Quibi’s Wireless is billed as a “survival thriller” but there’s nothing “thrilling” about it. The plot revolves around a college student named Andy (played by Tye Sheridan) who gets stuck in a blizzard whilst on his way to a party… whoop-de-doo. Writer-directors Jack Seidman and Zach Wechter have some very lame ideas of peril; a missed New Year’s party, a breakup, a dead dad, some alcoholism, beer pong, it’s all very middle-class and mundane. Getting a sprained ankle after skidding your father’s 4×4 off the road because you’re texting is hardly the set-up to Alive. Oh no he’s lost his drivers license, oh sob, he’s deleted his ex’s contact from his smartphone. Oh woe betied!

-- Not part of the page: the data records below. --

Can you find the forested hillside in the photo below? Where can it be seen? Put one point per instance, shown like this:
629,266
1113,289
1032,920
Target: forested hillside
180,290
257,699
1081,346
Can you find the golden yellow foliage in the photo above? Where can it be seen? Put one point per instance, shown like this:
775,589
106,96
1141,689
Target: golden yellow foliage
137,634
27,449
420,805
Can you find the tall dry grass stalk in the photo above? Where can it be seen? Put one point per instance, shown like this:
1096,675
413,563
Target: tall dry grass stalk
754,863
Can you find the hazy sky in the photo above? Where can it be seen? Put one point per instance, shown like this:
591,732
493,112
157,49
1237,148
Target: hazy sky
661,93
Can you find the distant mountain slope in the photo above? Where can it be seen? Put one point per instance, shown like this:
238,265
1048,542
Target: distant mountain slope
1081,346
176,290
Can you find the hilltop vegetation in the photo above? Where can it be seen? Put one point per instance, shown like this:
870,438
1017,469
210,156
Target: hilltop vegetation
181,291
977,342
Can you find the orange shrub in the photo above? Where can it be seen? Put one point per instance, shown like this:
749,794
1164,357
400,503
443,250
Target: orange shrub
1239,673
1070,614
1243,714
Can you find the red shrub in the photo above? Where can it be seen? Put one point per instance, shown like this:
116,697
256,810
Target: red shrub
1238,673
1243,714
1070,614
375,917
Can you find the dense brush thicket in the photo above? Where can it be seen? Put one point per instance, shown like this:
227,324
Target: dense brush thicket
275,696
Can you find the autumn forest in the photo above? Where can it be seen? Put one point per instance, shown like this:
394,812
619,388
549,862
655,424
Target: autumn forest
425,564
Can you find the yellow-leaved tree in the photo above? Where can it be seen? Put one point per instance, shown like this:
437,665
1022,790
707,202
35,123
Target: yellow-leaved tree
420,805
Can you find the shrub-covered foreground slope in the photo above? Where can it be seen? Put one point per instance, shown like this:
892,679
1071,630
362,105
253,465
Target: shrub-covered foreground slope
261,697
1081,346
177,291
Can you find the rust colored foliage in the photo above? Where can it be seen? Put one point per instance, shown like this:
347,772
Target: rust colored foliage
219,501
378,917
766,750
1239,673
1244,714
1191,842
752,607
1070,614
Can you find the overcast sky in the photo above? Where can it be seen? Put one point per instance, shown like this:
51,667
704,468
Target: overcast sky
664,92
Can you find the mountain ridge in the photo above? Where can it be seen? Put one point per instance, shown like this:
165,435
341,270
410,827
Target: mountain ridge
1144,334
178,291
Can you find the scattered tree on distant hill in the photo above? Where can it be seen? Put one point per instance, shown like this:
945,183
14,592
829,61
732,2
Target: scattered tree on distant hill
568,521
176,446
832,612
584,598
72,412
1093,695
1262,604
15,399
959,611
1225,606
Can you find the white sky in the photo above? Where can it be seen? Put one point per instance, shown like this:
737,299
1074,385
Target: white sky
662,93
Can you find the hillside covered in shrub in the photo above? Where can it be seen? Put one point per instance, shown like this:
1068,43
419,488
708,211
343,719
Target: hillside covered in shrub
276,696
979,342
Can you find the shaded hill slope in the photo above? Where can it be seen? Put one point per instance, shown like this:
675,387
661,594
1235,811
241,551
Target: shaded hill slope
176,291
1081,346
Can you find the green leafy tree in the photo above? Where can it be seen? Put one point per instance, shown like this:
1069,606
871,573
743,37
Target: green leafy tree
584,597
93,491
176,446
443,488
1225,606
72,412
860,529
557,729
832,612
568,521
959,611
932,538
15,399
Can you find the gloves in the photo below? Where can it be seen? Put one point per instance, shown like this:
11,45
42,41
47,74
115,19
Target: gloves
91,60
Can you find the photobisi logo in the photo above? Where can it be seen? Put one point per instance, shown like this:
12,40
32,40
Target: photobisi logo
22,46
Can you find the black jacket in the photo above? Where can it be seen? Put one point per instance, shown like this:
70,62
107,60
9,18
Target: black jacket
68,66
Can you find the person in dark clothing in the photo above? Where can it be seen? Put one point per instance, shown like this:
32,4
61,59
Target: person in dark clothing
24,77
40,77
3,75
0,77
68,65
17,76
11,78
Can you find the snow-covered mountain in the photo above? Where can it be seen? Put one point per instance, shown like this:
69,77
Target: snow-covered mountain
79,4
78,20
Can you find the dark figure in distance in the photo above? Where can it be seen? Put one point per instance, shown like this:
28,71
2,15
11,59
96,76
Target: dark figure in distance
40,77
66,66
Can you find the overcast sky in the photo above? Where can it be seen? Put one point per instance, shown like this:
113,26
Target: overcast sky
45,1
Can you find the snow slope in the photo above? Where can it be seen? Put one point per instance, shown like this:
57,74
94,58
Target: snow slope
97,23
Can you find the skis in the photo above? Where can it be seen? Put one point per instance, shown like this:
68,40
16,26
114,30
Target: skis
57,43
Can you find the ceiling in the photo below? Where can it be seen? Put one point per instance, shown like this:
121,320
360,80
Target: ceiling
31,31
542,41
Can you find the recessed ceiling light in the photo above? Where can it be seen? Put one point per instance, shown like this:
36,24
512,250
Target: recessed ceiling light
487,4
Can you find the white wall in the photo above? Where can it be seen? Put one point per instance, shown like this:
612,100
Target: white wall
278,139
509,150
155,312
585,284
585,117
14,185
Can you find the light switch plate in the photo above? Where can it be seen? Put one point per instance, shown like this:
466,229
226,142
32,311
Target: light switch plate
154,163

The best part of Wireless is the episode titles: “100%”, “90%”, “80%” etc. but in a 10-episode show, it’s only in episode 8 (“30%”) that the lead character finally faces some real issues. An avalanche is actual peril but once it occurs, it’s sorted out very quickly. The rest of the show is us watching a moron obsessed with his phone… on our phone. For some unknown reason, Tye’s character keeps using unnecessary apps and draining the vehicle battery by using the car radio! Err, that’s not how you “survive”. Most of the issues Andy faces are of his own doing so there’s not much sympathy from the audience… “Siri, remind me not to be such a twat”. And hey, if you’re gonna prat about on your iPhone, stay on the line with the rescue service, turn off that crappy Brockhampton playlist and check the 141 unread emails. Maybe there’s a message from A.A.A. offering a deal on your renewal quote, or an email from A.A. with info on how to get sober.

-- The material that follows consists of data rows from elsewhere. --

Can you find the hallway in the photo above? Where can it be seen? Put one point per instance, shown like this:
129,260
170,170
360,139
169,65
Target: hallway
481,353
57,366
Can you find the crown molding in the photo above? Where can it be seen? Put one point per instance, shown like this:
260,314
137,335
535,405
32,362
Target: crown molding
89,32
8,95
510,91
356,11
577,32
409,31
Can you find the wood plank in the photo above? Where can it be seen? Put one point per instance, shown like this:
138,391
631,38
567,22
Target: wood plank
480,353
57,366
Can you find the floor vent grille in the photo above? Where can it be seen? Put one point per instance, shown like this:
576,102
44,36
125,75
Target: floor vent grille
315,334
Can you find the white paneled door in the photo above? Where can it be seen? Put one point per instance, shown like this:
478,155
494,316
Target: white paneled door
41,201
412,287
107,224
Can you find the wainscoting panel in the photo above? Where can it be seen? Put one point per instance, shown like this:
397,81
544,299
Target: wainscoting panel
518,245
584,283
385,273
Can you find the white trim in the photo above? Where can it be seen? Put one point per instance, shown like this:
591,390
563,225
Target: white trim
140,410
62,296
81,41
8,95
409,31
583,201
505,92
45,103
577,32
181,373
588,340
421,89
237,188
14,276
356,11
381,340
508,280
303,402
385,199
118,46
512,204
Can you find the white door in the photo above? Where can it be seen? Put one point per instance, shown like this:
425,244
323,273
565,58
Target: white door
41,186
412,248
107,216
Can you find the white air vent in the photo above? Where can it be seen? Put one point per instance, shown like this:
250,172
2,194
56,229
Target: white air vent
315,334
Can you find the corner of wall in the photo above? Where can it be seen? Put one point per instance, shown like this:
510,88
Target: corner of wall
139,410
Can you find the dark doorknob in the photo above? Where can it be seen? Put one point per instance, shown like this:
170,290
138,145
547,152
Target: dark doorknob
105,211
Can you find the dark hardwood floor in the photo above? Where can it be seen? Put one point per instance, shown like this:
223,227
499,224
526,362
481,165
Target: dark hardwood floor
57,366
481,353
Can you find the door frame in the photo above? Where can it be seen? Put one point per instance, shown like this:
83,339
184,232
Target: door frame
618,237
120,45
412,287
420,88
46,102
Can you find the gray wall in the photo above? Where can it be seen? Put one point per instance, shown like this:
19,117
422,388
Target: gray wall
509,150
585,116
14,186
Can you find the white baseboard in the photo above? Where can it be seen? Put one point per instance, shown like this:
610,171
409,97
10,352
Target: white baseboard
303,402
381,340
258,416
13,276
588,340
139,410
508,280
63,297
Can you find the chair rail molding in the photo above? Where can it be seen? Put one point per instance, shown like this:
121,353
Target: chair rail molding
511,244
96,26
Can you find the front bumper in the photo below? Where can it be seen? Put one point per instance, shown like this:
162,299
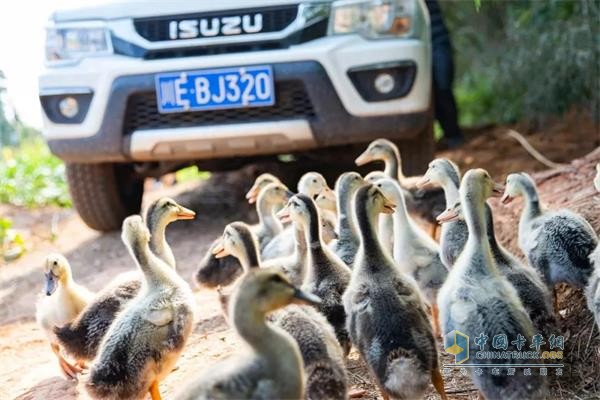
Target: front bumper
333,112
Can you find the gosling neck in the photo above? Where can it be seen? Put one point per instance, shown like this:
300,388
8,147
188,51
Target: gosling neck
266,215
313,240
250,324
499,252
248,254
450,187
158,241
532,201
155,271
370,247
346,225
478,245
403,225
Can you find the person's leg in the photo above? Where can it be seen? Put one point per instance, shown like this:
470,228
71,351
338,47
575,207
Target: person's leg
445,105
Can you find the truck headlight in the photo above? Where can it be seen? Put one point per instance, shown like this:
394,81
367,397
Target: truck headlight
375,19
73,44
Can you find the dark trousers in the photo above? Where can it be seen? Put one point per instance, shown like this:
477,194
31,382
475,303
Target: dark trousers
443,77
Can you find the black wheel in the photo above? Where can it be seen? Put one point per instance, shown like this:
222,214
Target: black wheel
105,194
417,152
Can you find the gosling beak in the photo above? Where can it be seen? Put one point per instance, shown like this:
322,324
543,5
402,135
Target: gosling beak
449,215
284,215
363,159
506,198
289,194
302,297
252,195
424,181
185,213
497,190
51,283
219,250
389,207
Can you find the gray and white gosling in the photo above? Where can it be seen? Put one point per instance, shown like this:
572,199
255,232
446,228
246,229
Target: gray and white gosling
215,272
386,221
443,172
322,355
529,286
271,367
425,204
557,243
415,253
593,289
477,300
386,314
259,183
81,337
310,184
347,244
62,301
145,340
327,276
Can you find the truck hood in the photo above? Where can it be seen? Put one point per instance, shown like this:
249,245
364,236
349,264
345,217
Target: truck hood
109,10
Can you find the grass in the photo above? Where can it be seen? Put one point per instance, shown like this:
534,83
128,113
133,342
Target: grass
191,174
30,176
12,245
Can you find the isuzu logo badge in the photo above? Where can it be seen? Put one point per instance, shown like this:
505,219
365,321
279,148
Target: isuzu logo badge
215,26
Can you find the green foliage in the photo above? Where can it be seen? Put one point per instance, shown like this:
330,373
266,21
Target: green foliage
30,176
12,245
526,59
191,174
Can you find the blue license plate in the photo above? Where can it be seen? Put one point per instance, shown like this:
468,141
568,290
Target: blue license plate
215,89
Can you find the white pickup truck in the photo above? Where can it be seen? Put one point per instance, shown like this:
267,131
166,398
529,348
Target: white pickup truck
136,89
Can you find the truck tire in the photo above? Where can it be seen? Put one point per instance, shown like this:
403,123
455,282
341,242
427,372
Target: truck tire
104,194
416,153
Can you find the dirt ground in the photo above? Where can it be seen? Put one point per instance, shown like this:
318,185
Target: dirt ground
28,369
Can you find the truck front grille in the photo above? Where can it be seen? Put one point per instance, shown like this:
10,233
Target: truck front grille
188,26
291,102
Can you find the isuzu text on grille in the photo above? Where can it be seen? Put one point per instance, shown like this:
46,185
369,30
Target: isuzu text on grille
209,27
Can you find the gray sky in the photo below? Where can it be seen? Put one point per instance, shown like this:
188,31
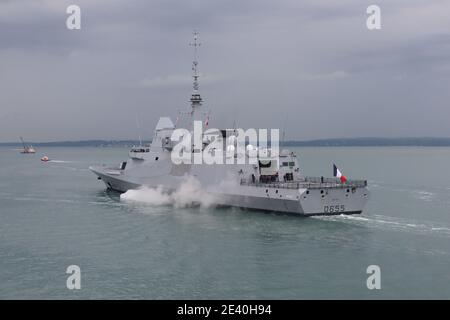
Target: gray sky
310,64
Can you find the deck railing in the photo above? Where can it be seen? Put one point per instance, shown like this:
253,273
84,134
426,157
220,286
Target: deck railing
309,183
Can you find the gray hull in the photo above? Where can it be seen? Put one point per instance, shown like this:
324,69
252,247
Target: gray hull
329,200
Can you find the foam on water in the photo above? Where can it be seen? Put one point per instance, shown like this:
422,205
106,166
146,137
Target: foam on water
391,223
188,194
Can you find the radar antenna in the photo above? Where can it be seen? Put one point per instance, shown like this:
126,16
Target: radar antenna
196,100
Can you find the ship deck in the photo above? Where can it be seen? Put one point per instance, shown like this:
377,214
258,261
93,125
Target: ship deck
309,183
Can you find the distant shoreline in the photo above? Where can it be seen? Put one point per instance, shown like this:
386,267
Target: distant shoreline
340,142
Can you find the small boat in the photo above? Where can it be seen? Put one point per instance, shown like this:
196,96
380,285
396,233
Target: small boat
27,149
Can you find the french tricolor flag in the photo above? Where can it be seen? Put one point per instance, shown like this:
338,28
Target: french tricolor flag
337,173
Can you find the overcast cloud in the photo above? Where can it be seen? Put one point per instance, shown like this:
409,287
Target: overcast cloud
311,66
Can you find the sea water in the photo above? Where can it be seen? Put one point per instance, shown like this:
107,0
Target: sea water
141,246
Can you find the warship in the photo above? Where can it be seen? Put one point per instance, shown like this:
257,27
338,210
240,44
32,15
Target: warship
273,181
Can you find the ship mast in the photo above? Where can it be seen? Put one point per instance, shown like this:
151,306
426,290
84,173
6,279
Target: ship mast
196,99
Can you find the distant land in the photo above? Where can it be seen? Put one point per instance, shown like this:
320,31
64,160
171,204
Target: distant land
340,142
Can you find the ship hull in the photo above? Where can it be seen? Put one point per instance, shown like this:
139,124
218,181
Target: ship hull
302,201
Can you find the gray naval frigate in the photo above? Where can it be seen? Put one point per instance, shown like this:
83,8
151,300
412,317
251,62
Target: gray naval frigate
274,182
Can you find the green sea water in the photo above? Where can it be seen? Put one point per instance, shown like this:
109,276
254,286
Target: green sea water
57,214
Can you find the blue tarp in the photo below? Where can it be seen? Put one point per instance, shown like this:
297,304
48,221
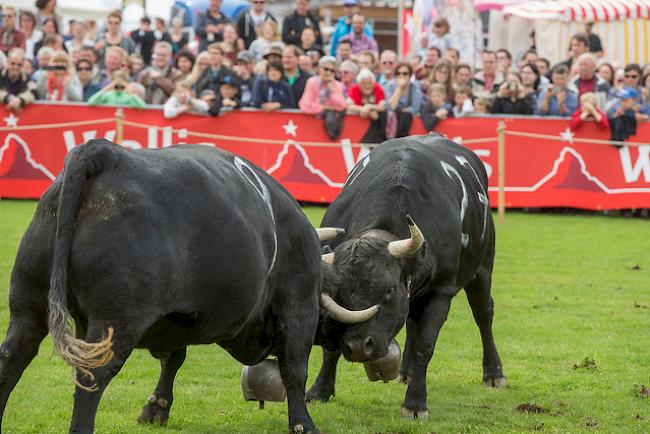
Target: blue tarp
231,8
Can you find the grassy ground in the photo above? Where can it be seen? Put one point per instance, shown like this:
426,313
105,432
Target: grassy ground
569,291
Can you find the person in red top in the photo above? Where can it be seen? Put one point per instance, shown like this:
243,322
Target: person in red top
588,110
367,97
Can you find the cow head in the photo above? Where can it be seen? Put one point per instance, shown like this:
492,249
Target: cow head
370,274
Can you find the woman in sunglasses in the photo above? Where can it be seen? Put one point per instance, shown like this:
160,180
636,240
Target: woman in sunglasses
323,92
84,73
404,99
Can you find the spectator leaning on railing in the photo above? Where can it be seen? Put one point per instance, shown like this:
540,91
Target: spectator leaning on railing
59,84
293,75
556,99
250,21
271,92
210,24
10,35
160,78
117,93
293,24
16,90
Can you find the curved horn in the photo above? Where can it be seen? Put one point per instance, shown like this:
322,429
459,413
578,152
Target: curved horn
326,234
409,246
328,258
345,316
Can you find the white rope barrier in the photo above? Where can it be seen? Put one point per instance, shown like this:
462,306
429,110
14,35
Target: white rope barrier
60,125
575,139
248,139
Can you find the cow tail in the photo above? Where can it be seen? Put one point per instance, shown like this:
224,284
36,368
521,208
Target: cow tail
82,164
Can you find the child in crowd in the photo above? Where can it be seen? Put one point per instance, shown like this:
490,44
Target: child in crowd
624,114
436,107
228,97
588,110
271,92
481,106
463,102
182,101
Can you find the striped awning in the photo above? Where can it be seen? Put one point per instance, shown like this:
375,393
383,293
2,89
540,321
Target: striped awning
581,10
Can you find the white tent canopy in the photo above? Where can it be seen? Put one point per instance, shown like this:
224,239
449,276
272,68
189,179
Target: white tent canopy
622,25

Because the setup is so irritating (a character doing everything wrong in any given situation) as an audience member you stop caring what happens to him. Because it’s impossible to feel compassion for an idiot, you begin to see potentially serious issues as anything but. Andy having “a drinking problem” for instance, reminded me of Airplane! 😆
Andie MacDowell plays Andy’s mother and unfortunately, she’s not that good at voice acting. After appearing in the classic Groundhog Day, I wonder if MacDowell has some kind of affinity with snow? Sadly for her, this snow-set shit-fest is not a classic.

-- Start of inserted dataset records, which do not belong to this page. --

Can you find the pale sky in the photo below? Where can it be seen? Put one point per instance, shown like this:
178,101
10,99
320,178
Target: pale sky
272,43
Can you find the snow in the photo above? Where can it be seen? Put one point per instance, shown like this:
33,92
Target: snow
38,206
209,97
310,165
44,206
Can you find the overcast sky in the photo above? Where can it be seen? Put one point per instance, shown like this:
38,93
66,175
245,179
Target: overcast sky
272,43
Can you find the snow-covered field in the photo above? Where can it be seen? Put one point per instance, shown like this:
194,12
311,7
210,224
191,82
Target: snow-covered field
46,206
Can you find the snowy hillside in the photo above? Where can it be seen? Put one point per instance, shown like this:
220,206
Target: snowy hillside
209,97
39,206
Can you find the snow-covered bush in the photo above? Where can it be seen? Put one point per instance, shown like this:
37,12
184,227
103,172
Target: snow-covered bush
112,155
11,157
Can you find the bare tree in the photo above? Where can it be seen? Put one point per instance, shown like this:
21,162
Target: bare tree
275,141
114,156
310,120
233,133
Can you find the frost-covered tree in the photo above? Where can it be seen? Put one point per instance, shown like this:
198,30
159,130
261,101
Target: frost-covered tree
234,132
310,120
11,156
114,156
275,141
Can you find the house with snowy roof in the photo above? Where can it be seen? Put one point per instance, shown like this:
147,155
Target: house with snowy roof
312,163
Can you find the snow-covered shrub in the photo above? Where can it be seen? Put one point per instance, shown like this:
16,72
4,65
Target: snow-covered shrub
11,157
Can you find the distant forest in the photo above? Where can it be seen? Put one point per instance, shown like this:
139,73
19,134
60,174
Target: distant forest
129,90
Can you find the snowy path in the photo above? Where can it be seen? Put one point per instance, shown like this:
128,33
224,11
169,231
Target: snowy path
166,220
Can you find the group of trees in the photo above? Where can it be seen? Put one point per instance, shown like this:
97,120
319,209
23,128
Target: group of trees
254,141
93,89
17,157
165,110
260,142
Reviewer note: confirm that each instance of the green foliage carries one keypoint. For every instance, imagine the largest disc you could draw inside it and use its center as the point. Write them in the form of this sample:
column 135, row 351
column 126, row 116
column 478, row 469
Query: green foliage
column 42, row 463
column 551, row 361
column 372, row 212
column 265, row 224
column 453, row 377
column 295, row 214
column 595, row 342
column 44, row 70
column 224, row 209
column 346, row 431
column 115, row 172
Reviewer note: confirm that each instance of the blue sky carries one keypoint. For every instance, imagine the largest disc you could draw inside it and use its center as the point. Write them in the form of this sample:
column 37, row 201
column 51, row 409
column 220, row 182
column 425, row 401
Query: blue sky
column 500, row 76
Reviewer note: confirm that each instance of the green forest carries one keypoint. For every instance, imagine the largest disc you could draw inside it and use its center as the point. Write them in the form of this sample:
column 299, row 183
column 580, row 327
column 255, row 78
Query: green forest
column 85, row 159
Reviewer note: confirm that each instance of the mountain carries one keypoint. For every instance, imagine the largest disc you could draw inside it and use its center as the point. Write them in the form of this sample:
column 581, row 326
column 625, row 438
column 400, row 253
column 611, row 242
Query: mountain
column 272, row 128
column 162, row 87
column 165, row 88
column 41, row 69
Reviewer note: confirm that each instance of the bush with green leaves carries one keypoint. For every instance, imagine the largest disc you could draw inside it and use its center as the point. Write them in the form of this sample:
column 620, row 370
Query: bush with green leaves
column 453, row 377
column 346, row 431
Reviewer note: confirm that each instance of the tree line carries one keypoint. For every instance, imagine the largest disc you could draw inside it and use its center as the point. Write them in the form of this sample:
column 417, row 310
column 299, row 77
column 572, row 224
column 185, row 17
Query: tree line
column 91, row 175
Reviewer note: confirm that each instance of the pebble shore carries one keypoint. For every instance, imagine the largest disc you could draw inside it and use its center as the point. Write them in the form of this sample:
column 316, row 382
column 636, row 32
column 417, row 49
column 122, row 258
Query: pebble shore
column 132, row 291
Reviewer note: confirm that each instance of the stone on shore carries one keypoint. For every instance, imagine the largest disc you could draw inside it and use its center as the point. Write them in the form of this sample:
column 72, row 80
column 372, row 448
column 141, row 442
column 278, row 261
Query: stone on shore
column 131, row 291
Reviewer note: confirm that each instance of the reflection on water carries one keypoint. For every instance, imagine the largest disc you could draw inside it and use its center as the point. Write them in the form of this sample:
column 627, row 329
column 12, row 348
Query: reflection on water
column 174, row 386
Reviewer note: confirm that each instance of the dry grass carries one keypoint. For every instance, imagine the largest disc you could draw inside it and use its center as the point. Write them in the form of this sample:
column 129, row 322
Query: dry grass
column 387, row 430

Like most of Quibi shows, Wireless is basically a movie masquerading as a short-form series. At 86 minutes 23 seconds long, it’s almost a film, albeit a crap one. With all the teething problems Quibi has had, this latest “series” is hardly going to mend their broken brand. Quibi’s added gimmick of course, is being able to rotate your phone to see “more”, and in Wireless‘ case, in portrait mode you see Andy’s phone screen, but since the director keeps intermittently cutting to the smartphone, there’s not much point in rotating away from landscape.
Tye Sheridan is a decent actor but there’s lots wrong here. Andy has an extremely annoying friend Jake who does bugger-all when his bestie needs help. There’s also a very odd finale with Tye’s ripped torso on show as he rescues a female character who was supposed to rescue him… wow, look at Cyclops‘ superhero muscles! Why the fuck can’t Shannon push open a car door under a few inches of snow? Because she’s a woman?
Ironically or aptly, my Wi-Fi began playing-up during the last few episodes (either that or Quibi’s servers are shite). This could have added to the atmosphere but since Wireless is a below-average thriller, there’s no real mood to add to. As a screen-based creation, Wireless is less Searching and more Unfriended.
This is surely the worst thing to ever happen to the Ford Bronco.